Westpac announced on Tuesday it had set a target of lending $1 billion to affordable housing solutions over the next three years. Chief executive Catherine McGrath said that included lending to customers purchasing a home through a shared ownership model.
"Home ownership brings with it a range of financial and social benefits. These include greater stability, stronger communities, a rent-free retirement and the opportunity to build intergenerational wealth.
"These benefits are being eroded as home ownership becomes less attainable, and we hear from many would-be first-home buyers who feel overwhelmed by the challenges."
McGrath said the bank would also be lending to community housing providers.
"We already support community housing providers up and down New Zealand, but this report shows there are many areas that we - and the banking sector more widely - can improve."
She said the number of shared equity and leasehold houses being offered by community housing providers (CHPs) is currently very small.
Westpac's report recommended long-term funding, including from the government, to help CHPs build and provide more affordable and social housing. It also encouraged the banking sector and regulators to review risk settings for community housing development loans to reduce costs.
A different approach to home ownership
First Home Buyers Club director Lesley Harris said Westpac's target was a step in the right direction to more New Zealanders owning homes.

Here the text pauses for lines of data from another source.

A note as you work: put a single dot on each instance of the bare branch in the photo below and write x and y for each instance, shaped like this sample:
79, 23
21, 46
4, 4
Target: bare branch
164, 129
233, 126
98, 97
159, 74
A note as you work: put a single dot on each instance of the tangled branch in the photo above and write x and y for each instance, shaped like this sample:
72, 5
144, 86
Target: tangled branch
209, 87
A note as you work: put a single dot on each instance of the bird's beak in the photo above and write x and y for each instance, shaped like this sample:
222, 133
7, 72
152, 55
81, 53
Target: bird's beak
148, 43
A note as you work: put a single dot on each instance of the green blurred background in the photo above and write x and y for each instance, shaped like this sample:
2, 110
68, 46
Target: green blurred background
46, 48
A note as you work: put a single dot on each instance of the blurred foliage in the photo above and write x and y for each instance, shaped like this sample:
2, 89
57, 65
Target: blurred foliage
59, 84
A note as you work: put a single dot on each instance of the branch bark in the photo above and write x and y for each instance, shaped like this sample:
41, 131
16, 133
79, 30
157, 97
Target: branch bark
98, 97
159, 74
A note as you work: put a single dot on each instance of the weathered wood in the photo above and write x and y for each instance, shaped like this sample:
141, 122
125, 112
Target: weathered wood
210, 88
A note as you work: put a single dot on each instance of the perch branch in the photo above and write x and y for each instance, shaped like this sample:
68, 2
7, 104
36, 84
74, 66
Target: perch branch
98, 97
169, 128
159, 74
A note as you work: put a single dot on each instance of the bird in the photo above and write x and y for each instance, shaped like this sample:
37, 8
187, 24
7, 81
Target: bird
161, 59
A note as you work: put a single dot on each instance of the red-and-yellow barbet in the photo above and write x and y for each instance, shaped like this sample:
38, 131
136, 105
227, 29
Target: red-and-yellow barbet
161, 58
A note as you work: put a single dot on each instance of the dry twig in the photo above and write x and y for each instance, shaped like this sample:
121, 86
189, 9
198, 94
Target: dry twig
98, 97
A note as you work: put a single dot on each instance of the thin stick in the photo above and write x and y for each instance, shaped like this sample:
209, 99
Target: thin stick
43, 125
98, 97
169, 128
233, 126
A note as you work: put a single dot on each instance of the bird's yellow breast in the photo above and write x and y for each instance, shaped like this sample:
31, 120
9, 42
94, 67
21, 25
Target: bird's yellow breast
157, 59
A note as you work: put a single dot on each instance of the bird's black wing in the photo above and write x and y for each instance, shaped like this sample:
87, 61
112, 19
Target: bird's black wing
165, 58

"Westpac has clearly seen this is an important strategy for New Zealand. It's not just about maximising profits, but investing back into New Zealand and what is a housing and rental affordability crisis."
Harris said shared home ownership had become many people's only pathway to ownership.
"The traditional way of saving a deposit to get into your first home is not achievable for a lot of Kiwis now, particularly low- to middle-income earners. We need a different approach."
She said New Zealand had a lot of catching up to do compared with other countries.
"We know shared equity programmes work. If you look overseas, they're very prevalent. For New Zealand, it's a new concept and there's a lot of confusion about what's available and what options there are."
She said there needed to be a long-term effort to increase home ownership.
"With changes in government, things stop and start. We need to look at a long-term strategy that is sustainable, irrespective of different government's coming and going."
Amy Stevens, founder of Slice - a home ownership platform for affordable housing - said she was pleased banks like Westpac were getting on board with shared home ownership.
"It's great when any bank decides to come to the party for our customers."
She agreed one of the main challenges around affordable housing was a lack of funds.
"We saw that with the popularity of Kāinga Ora's First Home Partner shared equity scheme, but it couldn't keep up with demand."
She said there was a significant public awareness gap around home ownership, and Slice had a free online education platform to help people understand their options.